Air matanya mulai bergulir lagi. Dia berbalik kepada wartawan yang mewawancaraiya dan bertanya: “Jika seorang gadis menewaskan 11 orang di negara Anda, apa yang akan Anda lakukan? “
Kami bertanya padanya, jika ada keluarganya tahu dia di sini atau apa yang terjadi padanya. “Tidak tahu, “ dia menjawab. Dia memberi kita nomor telepon dari kerabat yang masih di Tripoli. Kami memanggil mereka dan, akhirnya, mendapat jawaban ibu tirinya.
“Saya di rumah sakit Matiga, “ terdengar memohon Nisreen dengannya. “Silakan datang menjemputku,” katanya, seraya mengernyit melawan rasa sakit di pergelangan kakinya. “Kamu diam saja Jangan katakan apa pun pada mereka, “ kami mendengar wanita di balik telepon memberitahu anak tirinya itu.Pejuang pemberontak mengangkat bahu dengan jijik. “Ada banyak gadis yang melakukan hal seperti ini,” katanya.
Akhirnya ibu tiri dan saudara Nisreen yang muncul. Tapi mereka hanya tinggal sebentar – dan tidak tampak terkejut melihat penjaga bersenjata di pintu remaja.
EMPAT PEREMPUAN
Nisreen sedang dirawat oleh Dr Rabia Gajum, seorang psikolog anak Libya yang sukarela untuk bekerja di rumah sakit Matiga. Dia suara simpati besar untuk remaja. ‘Nisreen adalah korban juga, “katanya. “Semua gadis di Garda pengawal Khadafi diperkosa. Para pria dari regu pengawal khadafi merekrut perempuan dan kemudian melatih mereka dalam senjata.
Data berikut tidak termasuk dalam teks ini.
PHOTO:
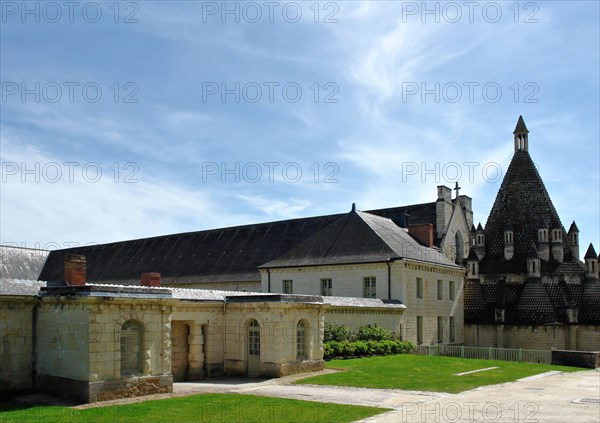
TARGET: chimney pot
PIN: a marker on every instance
(423, 232)
(150, 279)
(75, 269)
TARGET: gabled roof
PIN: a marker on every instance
(358, 237)
(20, 287)
(217, 255)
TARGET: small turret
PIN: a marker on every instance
(533, 263)
(472, 265)
(557, 244)
(521, 136)
(480, 242)
(543, 246)
(509, 249)
(472, 235)
(591, 263)
(573, 236)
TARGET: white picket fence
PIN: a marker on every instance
(506, 354)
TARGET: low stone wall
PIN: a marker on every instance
(82, 391)
(586, 359)
(131, 387)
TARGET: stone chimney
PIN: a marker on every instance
(423, 232)
(509, 247)
(573, 236)
(543, 246)
(75, 269)
(150, 279)
(467, 204)
(480, 241)
(443, 210)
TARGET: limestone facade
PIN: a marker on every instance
(417, 321)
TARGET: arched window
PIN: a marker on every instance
(458, 248)
(131, 348)
(301, 329)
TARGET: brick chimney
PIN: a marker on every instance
(423, 232)
(75, 268)
(150, 279)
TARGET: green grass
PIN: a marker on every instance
(425, 373)
(196, 408)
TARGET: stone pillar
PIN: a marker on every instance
(196, 352)
(572, 338)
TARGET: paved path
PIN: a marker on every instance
(553, 398)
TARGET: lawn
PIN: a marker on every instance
(196, 408)
(426, 373)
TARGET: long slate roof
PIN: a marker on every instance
(358, 237)
(21, 263)
(218, 255)
(32, 288)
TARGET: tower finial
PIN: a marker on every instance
(521, 137)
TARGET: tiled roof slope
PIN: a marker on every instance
(216, 255)
(20, 287)
(523, 203)
(358, 237)
(21, 263)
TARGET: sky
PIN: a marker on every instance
(125, 120)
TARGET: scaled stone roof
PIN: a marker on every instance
(524, 203)
(358, 237)
(21, 263)
(218, 255)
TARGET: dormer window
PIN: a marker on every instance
(556, 235)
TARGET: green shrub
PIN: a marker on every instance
(348, 349)
(373, 333)
(337, 333)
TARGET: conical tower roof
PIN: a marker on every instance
(520, 128)
(524, 203)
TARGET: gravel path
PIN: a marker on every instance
(552, 397)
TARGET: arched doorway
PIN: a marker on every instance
(253, 348)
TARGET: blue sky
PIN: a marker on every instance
(210, 114)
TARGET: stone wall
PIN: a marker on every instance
(78, 346)
(16, 343)
(278, 322)
(347, 280)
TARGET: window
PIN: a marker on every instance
(326, 287)
(131, 348)
(419, 330)
(301, 340)
(369, 287)
(254, 338)
(440, 329)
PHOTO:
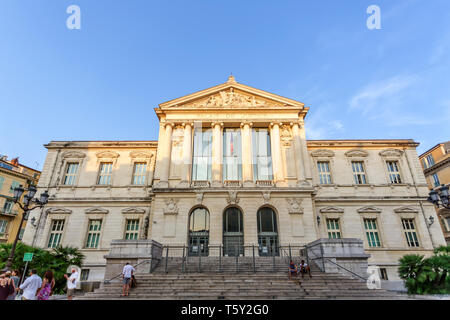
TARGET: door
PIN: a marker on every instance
(233, 232)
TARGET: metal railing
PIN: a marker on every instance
(213, 258)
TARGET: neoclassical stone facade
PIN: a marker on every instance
(232, 167)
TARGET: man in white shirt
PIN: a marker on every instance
(127, 273)
(71, 283)
(31, 285)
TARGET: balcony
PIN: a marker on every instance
(232, 183)
(264, 183)
(9, 213)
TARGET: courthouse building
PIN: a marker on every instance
(232, 167)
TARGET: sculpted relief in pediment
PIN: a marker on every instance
(231, 98)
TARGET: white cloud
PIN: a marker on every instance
(382, 94)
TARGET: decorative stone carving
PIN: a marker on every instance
(58, 211)
(96, 210)
(171, 207)
(232, 197)
(369, 209)
(393, 153)
(230, 98)
(199, 197)
(73, 154)
(322, 153)
(141, 155)
(266, 196)
(295, 205)
(332, 210)
(107, 154)
(285, 135)
(134, 210)
(406, 210)
(357, 153)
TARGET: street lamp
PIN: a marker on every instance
(27, 200)
(440, 197)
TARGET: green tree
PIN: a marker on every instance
(427, 275)
(57, 260)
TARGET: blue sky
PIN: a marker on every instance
(103, 81)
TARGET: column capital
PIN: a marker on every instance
(243, 123)
(214, 123)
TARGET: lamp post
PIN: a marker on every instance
(28, 199)
(440, 197)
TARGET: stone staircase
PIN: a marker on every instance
(267, 283)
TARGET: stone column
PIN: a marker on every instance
(165, 161)
(247, 169)
(187, 156)
(276, 153)
(306, 159)
(217, 154)
(299, 160)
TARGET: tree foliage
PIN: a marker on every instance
(427, 275)
(57, 260)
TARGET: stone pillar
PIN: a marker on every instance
(217, 154)
(299, 159)
(247, 168)
(165, 161)
(277, 159)
(187, 156)
(306, 159)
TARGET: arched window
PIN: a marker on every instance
(267, 232)
(199, 232)
(233, 232)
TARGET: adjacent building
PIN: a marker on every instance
(436, 167)
(231, 169)
(12, 175)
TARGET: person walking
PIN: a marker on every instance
(6, 286)
(127, 274)
(71, 283)
(31, 285)
(46, 290)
Kami memiliki empat perempuan di sini sebagai pasien, semua dilatih sebagai penembak jitu seperti Nisreen, “ ungkaop Dr. rabia Gajum.
“Kami memberi mereka perawatan medis. Setelah itu terserah bagi pemerintah baru tentang apa yang harus dilakukan dengan mereka ” tambahnya . Nisreen mengalami cedera panggul dan luka di kaki yang cukup parah. Dia jelas membutuhkan pengobatan dan terapi psikologis untuk jangka panjang.
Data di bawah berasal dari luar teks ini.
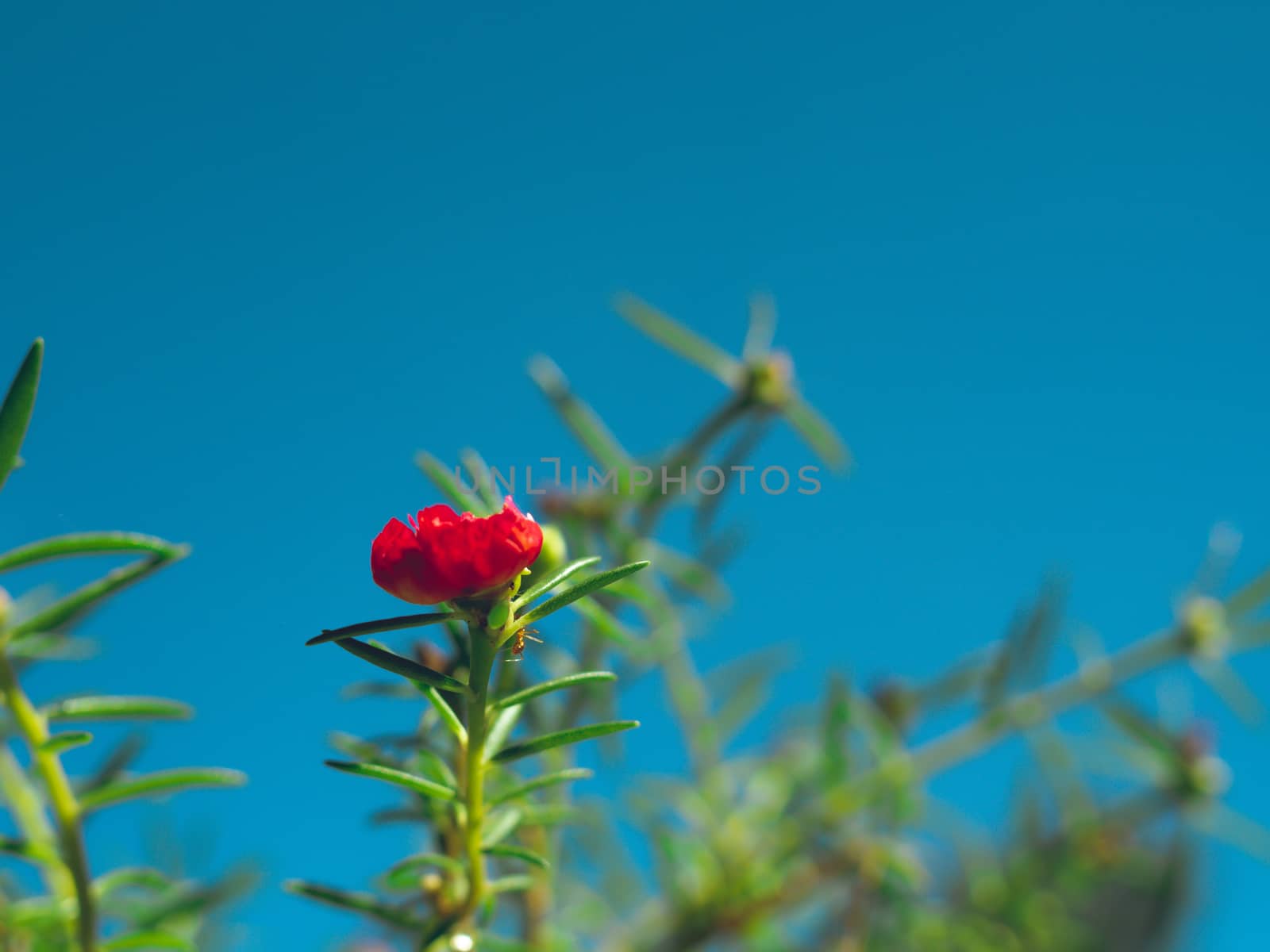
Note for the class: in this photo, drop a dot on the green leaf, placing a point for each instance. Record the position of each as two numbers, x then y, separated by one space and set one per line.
129 877
36 854
69 740
507 850
149 941
823 440
446 480
69 609
603 622
511 884
116 708
596 438
362 903
1249 598
84 543
762 328
592 583
406 873
399 778
448 714
679 340
159 784
552 579
483 480
502 729
568 681
499 825
402 621
395 663
17 408
548 780
573 735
“Apa yang harus kami katakan pada orangtuanya, saya tidak tahu. Ibunya sedang menjalani pengobatan untuk penyakit kanker tenggorokan di Tunisia. Ayahnya sakit dan di kursi roda dan tidak tahu apa yang telah terjadi. Terlalu banyak kejutan untuknya, ” ujar Dr. Rabia.
“Dokumen pribadi yang kami temukan di barak Brigade 77 membuktikan bahwa catatan tentang dia memang ada. Tapi satu-satunya bukti dari kekejaman di mana ia mengambil bagian itu, adalah pengakuannya sendiri, “ tambah Dr Rabia Gajum lagi. Matanya yang indah tetapi benar-benar kosong, shock, akibat obat penghilang rasa sakit atau keduanya. Tapi setidaknya Nisreen masih hidup, dan menjadi saksi kekejaman rezim Khadafi, selama ini.